MGM China Holdings is a well known stock, with plenty of analyst coverage, suggesting some visibility into future growth. Given we have quite a good number of analyst forecasts, it might be well worth checking out this free chart depicting consensus estimates.
A Different Perspective
It's good to see that MGM China Holdings has rewarded shareholders with a total shareholder return of 103% in the last twelve months. That certainly beats the loss of about 4% per year over the last half decade. We generally put more weight on the long term performance over the short term, but the recent improvement could hint at a (positive) inflection point within the business. It's always interesting to track share price performance over the longer term. But to understand MGM China Holdings better, we need to consider many other factors. For example, we've discovered 2 warning signs for MGM China Holdings that you should be aware of before investing here.
If you would prefer to check out another company -- one with potentially superior financials -- then do not miss this free list of companies that have proven they can grow earnings.
Please note, the market returns quoted in this article reflect the market weighted average returns of stocks that currently trade on Hong Kong exchanges.
Have feedback on this article? Concerned about the content?Get in touch with us directly. Alternatively, email editorial-team (at) simplywallst.com. This article by Simply Wall St is general in nature. We provide commentary based on historical data and analyst forecasts only using an unbiased methodology and our articles are not intended to be financial advice. It does not constitute a recommendation to buy or sell any stock, and does not take account of your objectives, or your financial situation. We aim to bring you long-term focused analysis driven by fundamental data. Note that our analysis may not factor in the latest price-sensitive company announcements or qualitative material. Simply Wall St has no position in any stocks mentioned.

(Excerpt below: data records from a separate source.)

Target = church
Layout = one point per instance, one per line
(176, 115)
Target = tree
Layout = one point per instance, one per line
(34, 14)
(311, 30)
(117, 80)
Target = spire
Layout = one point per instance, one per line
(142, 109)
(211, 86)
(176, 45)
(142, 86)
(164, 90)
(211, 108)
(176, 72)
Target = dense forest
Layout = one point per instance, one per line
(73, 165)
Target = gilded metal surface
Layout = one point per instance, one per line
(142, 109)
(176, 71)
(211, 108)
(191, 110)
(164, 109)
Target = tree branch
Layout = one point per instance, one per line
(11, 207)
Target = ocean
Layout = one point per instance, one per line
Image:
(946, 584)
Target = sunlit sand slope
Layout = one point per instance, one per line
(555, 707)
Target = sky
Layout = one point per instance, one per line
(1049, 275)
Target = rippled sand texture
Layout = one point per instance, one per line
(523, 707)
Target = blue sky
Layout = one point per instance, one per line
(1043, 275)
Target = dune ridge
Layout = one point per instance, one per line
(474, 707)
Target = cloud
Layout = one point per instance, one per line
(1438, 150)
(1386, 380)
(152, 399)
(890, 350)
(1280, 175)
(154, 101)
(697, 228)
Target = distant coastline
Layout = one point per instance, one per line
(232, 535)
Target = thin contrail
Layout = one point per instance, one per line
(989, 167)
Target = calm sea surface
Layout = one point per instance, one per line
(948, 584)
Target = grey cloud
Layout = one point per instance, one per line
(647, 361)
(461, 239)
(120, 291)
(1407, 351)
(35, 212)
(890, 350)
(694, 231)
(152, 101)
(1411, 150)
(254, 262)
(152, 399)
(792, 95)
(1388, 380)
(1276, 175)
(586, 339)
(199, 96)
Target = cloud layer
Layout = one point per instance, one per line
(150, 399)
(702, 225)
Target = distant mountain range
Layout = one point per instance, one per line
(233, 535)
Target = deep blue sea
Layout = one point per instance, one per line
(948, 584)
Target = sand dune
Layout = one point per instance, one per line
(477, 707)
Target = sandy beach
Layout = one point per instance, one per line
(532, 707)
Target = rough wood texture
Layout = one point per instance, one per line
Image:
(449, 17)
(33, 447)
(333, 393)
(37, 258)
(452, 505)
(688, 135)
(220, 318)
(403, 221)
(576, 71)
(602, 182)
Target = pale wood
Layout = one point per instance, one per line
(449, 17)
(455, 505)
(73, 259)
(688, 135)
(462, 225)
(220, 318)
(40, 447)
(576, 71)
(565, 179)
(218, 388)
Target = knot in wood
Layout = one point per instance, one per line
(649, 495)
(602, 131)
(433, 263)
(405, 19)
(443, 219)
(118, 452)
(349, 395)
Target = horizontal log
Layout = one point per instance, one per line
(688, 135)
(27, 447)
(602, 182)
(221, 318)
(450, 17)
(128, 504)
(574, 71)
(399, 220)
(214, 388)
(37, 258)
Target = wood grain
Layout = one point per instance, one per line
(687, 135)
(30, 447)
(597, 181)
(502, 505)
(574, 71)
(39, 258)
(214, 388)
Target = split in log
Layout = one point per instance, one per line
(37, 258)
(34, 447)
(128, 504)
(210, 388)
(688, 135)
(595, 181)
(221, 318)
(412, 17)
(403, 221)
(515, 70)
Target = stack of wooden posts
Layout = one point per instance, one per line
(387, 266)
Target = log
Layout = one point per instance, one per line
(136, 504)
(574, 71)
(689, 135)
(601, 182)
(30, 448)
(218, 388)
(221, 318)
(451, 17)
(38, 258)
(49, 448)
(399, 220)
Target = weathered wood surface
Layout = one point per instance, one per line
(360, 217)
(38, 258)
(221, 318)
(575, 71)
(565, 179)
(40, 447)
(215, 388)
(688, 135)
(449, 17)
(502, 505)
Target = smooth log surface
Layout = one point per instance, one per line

企業の株式を購入する際には、株価がゼロに下落する可能性が常にあります。しかし、適切なビジネスを選んで株式を購入すれば、損失よりも多くの利益を得ることができます。例えば、MGM China Holdings Limited (HKG:2282)を見てみましょう。過去12か月で株価はすでに驚くべき103%上昇しました。先週、株価は4.3%程度下落しました。一方、長期の株主は3年間で株価が13%下落しました。
MGM China Holdingsは今週時価総額から160億香港ドルを失っていますが、より長期的な基本的なトレンドを見て、リターンがどのように生み出されたかを見てみましょう。
MGM China Holdingsの最新分析をご覧ください
MGM China Holdingsは現在収益性がないため、ほとんどのアナリストは、株式があるビジネスがどれだけ速く成長しているかを把握するために、売上成長を注視する傾向があります。収益性のない企業の株主は通常、強い売上成長を期待しています。一部の企業は、収益性を先送りしてより速い売上成長を実現することに積極的ですが、その場合、良好なトップライン成長が期待されます。
過去1年間でMGM China Holdingsの売上は60%成長しました。これは、ほとんどの赤字企業よりも大きな成長です。同時に、市場は注目し、株価が103%急騰しました。強い売上成長を見ることができるのは素晴らしいことですが、維持可能かどうかは疑問です。株価が急騰したことは楽観的な兆候ですので、ハイプが少し落ち着いた後に購入者にとってより良い機会があるかもしれません。
MGM China Holdingsはよく知られた株式であり、多くのアナリストがカバーしているため、将来の成長について洞察力があると思われます。私たちはかなりの数のアナリストの予測を持っているので、コンセンサスの見通しを示すこの無料のチャートをチェックする価値があります。
異なる視点
過去12か月間にMGM China Holdingsは株主に103%の総株主リターンを提供していることを見るのは良いことです。過去半世紀で約4%の損失を出しましたが、私たちは通常、短期的なパフォーマンスよりも長期的なパフォーマンスの方に重点を置きますが、最近の改善はビジネス内の(肯定的な)転換点を示唆しているかもしれません。株価パフォーマンスを長期的に追跡することは常に興味深いものですが、MGM China Holdingsを理解するには多くの他の要因を考慮する必要があります。例えば、ここで投資する前に知っておくべき2つの警告事項があります。